When You Get Old, No One Can Hear You Scream

 

It was 1979. I was 15 years old. I wish I could say I remember clearly that I went to see the movie Alien in the theater when it premiered that summer, but as I've mentioned in quite a few posts now, my memory isn't exactly what it used to be so I can't say with absolute honesty that I have full recall. But I will say this. During my teen years, I was an avid moviegoer and I often attended well advertised premiers of big movies, especially in the sci-fi genre. 

And I think it was this movie, because of its R rating, I had to travel the more awkward bus transit to Walnut Hill Plaza Cinemas in East Woonsocket rather than my favorite Lincoln Mall Cinemas since back in those days Lincoln Mall Cinemas were pretty corporate and strictly enforced the R rating, while Walnut Hill was a mom-and-pop outfit and it was well known they were lax on those rules, probably if you paid the adult rate. 

Being at a time when it was the height of my friendship with John N., I may well have attended with him. 

We'll just go ahead and say yes, I did attend the premiere showing of Alien as an underage patron, yet probably charged adult price, at my local movie theater in the summer of 1979.

It is 2024. I am 60 years old. I can say that I clearly remember seeing the movie Alien: Romulus last night during a soft opening preview showing at my local AMC Lakeshore Mall theater. Also an R-rated film, but far from underage, I bought my ticket at the senior rate.

But enough of my wistful reminiscence of these two distant milestones in the timeline of my life, how was the new movie?

To sum it up in a single phrase: Not bad.

From beginning to end, you could tell that the director really had a hard-on to make this a true homage to the first film.
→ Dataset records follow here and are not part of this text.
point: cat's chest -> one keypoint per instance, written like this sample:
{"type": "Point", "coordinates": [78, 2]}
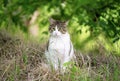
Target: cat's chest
{"type": "Point", "coordinates": [57, 44]}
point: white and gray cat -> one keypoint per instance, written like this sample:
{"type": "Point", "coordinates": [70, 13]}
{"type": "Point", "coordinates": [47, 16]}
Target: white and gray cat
{"type": "Point", "coordinates": [59, 48]}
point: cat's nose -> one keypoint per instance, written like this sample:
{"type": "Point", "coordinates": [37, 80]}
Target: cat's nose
{"type": "Point", "coordinates": [56, 34]}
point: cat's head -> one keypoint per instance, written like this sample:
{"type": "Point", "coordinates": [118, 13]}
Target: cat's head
{"type": "Point", "coordinates": [57, 28]}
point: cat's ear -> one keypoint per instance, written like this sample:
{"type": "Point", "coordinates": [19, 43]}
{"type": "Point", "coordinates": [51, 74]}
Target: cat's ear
{"type": "Point", "coordinates": [51, 20]}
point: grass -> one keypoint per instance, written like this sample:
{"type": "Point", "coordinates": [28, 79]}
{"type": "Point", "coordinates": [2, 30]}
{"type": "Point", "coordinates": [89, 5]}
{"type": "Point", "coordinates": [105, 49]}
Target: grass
{"type": "Point", "coordinates": [22, 60]}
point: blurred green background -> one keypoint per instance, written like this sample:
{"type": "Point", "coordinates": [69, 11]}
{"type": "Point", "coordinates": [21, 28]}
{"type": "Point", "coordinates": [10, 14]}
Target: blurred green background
{"type": "Point", "coordinates": [91, 22]}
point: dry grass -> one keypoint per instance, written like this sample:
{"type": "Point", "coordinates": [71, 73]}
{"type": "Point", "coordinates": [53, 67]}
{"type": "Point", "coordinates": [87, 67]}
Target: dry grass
{"type": "Point", "coordinates": [25, 61]}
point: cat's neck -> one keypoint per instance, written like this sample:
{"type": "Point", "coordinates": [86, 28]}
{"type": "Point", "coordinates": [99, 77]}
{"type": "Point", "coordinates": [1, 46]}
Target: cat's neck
{"type": "Point", "coordinates": [66, 35]}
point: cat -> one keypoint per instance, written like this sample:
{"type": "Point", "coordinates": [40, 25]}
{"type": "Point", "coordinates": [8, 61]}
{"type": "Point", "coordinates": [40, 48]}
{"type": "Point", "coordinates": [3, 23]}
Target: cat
{"type": "Point", "coordinates": [59, 48]}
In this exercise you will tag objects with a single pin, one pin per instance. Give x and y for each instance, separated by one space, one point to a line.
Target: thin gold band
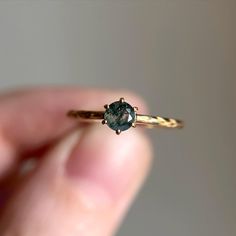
143 120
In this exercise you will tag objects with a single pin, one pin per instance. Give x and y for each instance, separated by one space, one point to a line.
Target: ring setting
120 116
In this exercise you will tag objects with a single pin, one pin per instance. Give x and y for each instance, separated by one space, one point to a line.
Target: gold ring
120 116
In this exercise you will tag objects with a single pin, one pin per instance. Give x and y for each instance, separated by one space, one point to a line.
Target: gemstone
120 115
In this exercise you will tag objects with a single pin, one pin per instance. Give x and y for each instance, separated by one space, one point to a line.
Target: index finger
31 118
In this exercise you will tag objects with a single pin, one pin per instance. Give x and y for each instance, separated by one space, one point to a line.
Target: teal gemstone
120 115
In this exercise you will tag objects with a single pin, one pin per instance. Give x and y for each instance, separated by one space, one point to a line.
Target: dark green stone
120 116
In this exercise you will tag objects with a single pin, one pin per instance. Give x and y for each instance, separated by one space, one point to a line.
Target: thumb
82 186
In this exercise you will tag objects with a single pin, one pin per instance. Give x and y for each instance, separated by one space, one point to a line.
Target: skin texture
83 177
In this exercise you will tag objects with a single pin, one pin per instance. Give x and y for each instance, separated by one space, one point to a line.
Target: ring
120 116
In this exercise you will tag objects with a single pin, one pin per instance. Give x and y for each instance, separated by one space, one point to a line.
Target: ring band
120 116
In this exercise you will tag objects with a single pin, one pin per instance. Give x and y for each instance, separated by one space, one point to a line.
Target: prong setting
118 131
106 106
122 100
104 122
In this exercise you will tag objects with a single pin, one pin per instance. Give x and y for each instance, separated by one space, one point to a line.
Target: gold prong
122 100
106 106
104 122
118 131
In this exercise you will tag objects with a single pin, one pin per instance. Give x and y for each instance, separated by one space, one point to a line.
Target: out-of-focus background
180 55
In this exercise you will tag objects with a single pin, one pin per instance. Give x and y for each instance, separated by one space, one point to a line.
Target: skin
83 177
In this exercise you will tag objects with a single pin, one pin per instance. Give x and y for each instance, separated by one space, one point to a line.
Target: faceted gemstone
120 116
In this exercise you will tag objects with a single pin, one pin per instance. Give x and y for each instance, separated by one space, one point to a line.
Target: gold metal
118 132
122 100
142 120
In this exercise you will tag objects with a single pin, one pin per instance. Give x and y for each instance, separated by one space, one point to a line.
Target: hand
84 178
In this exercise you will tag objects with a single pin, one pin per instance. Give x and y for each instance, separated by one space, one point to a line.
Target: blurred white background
180 55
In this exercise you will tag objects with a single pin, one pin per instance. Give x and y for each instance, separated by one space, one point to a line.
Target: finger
83 186
33 118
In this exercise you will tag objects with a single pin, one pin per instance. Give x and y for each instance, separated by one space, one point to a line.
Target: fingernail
103 163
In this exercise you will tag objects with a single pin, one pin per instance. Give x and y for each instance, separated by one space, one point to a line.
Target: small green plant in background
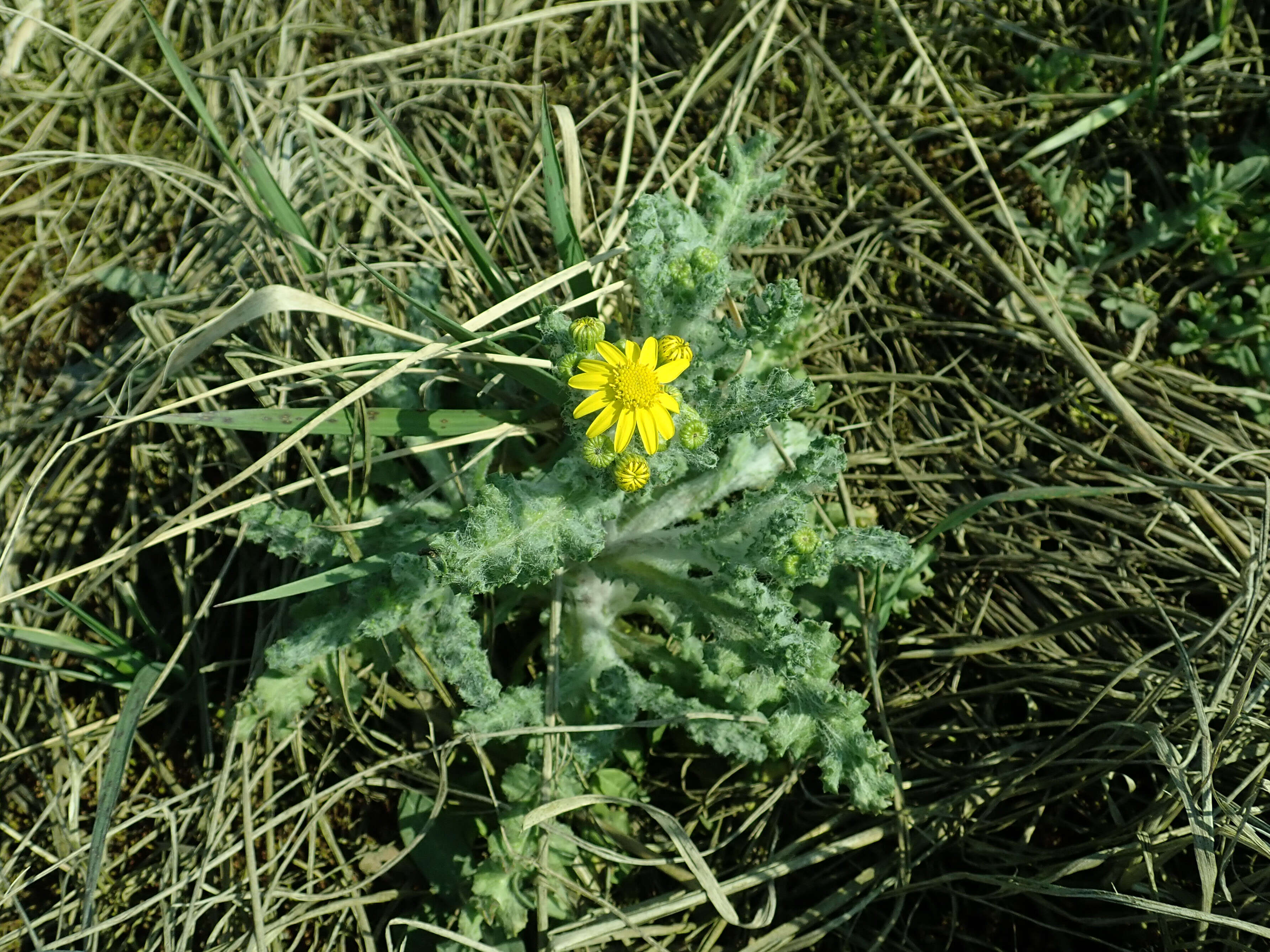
1225 219
1056 73
668 561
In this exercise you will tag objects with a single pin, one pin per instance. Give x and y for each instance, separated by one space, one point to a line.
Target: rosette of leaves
704 598
1232 332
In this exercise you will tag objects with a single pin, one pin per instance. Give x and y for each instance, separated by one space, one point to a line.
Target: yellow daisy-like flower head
630 393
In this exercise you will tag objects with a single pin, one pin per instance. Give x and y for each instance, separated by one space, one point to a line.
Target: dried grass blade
959 516
380 421
684 843
370 565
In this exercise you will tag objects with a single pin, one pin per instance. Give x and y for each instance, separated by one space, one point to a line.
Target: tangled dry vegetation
1076 713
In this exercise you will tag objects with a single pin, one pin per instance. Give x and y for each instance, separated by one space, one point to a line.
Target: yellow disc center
637 386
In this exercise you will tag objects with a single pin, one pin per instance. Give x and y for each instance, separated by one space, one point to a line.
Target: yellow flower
630 391
632 473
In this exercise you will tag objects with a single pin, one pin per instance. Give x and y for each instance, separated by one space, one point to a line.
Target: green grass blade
84 616
122 661
129 594
259 181
488 267
187 85
568 244
1158 45
279 206
116 766
959 516
1104 115
371 565
380 421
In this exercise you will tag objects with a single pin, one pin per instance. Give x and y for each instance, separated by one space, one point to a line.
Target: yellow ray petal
625 429
647 431
604 421
590 381
611 353
670 371
591 404
665 424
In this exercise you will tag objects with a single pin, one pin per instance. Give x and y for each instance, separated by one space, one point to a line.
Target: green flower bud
681 273
568 365
694 433
587 332
599 451
805 540
632 473
704 259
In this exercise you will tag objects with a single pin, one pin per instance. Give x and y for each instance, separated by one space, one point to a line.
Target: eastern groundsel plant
681 554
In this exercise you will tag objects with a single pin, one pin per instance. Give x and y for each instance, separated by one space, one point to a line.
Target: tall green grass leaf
129 594
1158 45
568 244
486 264
87 617
259 182
279 206
122 662
116 766
187 85
371 565
380 421
1104 115
959 516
There were Easter eggs, throwbacks, lighting, camera angles, props, sound effects, visual effects, setting, you name it galore to make it feel like as if it was a sequel to the original movie done by Ridley Scott when he should have done it back in say like 1981 or so. Now in the timeline of the Alien series, I guess that is the placement of this film, that is, sometime after the destruction of the Nostromo, the mining ship from the original film, but before the events of the actual 1986 sequel Aliens which takes place 57 years after Alien. So that kind of explains the look and feel of it being more similar to the first film since I guess it's less technologically advanced than the others, I think we're supposed to forget Prometheus and Covenant.

The effort is there in trying to build tension, again similar to the first movie in which they're dealing with not only a vicious and ruthless alien species but also a nefarious corporate AI infrastructure set out to complete its "mission" at all costs including the expendability of any humans.
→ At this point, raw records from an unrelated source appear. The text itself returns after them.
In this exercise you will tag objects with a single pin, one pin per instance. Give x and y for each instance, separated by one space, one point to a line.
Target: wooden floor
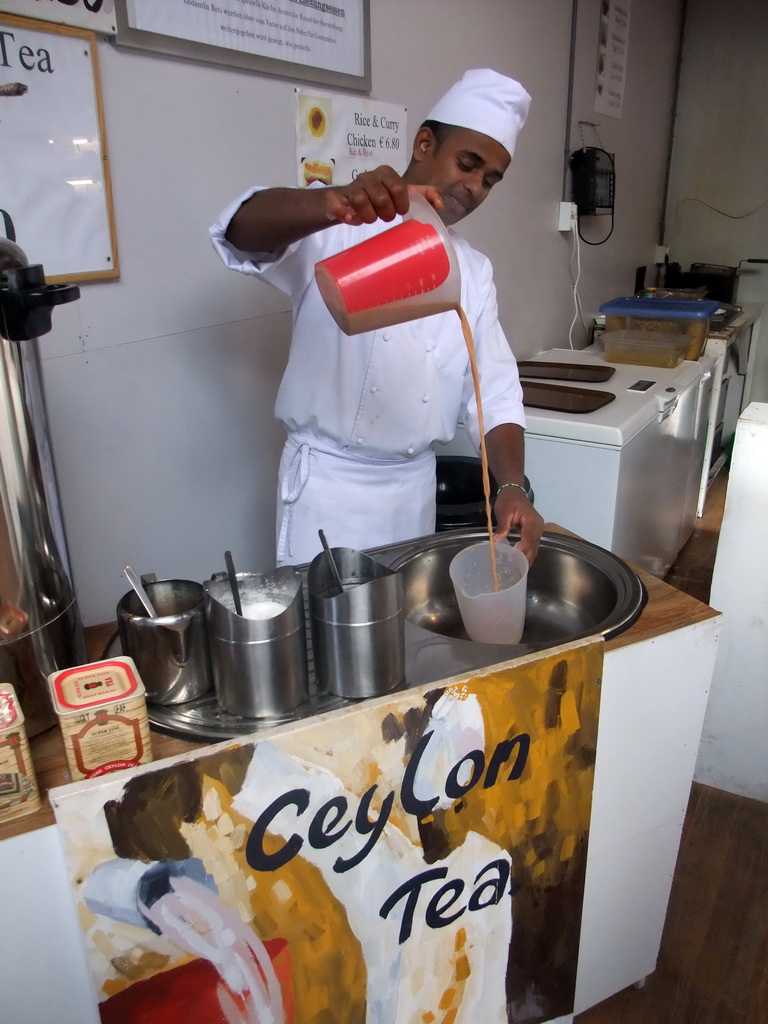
713 965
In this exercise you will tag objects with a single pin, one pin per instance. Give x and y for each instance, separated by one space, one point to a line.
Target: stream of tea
483 453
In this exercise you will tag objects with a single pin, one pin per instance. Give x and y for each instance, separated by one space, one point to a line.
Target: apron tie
294 481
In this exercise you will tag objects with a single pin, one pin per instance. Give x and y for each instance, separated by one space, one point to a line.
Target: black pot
461 501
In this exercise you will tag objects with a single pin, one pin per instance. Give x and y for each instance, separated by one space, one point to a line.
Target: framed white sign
54 175
324 41
97 15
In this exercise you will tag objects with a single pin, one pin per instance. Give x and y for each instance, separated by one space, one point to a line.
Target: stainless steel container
40 627
358 634
171 650
259 658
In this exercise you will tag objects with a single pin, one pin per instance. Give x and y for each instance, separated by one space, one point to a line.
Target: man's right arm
273 218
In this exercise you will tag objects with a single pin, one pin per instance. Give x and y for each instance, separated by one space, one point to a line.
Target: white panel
733 745
651 709
574 485
45 973
625 906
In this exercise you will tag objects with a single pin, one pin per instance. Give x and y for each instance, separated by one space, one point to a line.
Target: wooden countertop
667 609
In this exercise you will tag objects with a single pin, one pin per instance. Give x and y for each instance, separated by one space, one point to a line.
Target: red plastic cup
408 271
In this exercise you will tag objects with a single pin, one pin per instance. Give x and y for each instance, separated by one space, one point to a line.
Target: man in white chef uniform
363 413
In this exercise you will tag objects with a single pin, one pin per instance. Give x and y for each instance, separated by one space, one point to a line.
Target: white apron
358 503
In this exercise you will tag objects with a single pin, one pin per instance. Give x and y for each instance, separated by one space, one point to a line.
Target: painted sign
339 137
419 857
98 15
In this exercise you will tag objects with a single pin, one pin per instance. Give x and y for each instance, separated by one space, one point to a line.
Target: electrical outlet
567 217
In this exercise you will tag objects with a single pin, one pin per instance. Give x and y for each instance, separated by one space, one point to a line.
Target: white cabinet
734 351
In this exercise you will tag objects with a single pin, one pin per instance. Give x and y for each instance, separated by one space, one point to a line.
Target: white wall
718 198
732 753
161 384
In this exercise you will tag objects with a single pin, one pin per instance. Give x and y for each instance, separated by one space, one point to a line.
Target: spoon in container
141 593
233 582
332 560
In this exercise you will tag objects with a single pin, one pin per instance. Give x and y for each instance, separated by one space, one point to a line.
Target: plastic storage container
666 350
687 317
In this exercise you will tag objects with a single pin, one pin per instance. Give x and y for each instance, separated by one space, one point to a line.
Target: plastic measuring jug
404 272
491 616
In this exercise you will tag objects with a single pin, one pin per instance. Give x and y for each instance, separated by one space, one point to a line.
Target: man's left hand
514 511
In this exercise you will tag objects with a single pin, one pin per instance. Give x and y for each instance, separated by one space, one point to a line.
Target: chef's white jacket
363 412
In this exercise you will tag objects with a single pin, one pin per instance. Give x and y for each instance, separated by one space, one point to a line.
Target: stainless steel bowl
576 590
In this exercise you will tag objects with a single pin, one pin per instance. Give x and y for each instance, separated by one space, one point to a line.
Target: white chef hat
486 101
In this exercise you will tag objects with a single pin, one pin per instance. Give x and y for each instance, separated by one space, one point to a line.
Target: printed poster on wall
339 137
325 34
417 857
612 52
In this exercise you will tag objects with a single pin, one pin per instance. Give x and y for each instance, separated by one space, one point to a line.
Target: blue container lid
662 308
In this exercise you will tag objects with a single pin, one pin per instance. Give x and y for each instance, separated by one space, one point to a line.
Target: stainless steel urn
40 627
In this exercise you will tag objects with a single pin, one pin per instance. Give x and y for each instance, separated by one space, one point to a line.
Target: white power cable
578 314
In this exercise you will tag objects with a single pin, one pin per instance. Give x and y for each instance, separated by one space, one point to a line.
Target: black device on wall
592 181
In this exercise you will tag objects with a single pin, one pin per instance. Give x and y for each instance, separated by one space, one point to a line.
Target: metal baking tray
563 398
587 373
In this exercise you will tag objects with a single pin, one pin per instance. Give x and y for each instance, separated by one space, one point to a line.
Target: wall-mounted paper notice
611 56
And the music is certainly rousing and filled with appropriate crescendos and heart thumping beats.

But did it live up to the hype? 

I'm pretty sure 15-year-old me jumped in my seat more than a few times watching the first film. Maybe I even dared to grab John's arm in fright? Did he grab mine back as well? Ooh la la...

Last night I was sitting next to a total stranger. Aside from the fact that we were sitting in 21st century movie theater reclining seats with cushy armrests that were nowhere near close enough together to have snuggle time, there were no scary enough jump scares to speak of for her to be worried about me grabbing her arm one iota.

And I guess that's my biggest detraction. It just wasn't scary enough. Nor awesome enough. Nor new enough. Nor alien enough.

You get one shot in life to be the first. You get one shot in life to be the most awed. You get one shot in life to be the most shocked. You get one shot in life to be the most inspired. 

And you get one shot to be two teen boys in love, holding hands together in a dark theater, screaming at the scary alien creature on the movie screen, with not another care in the world.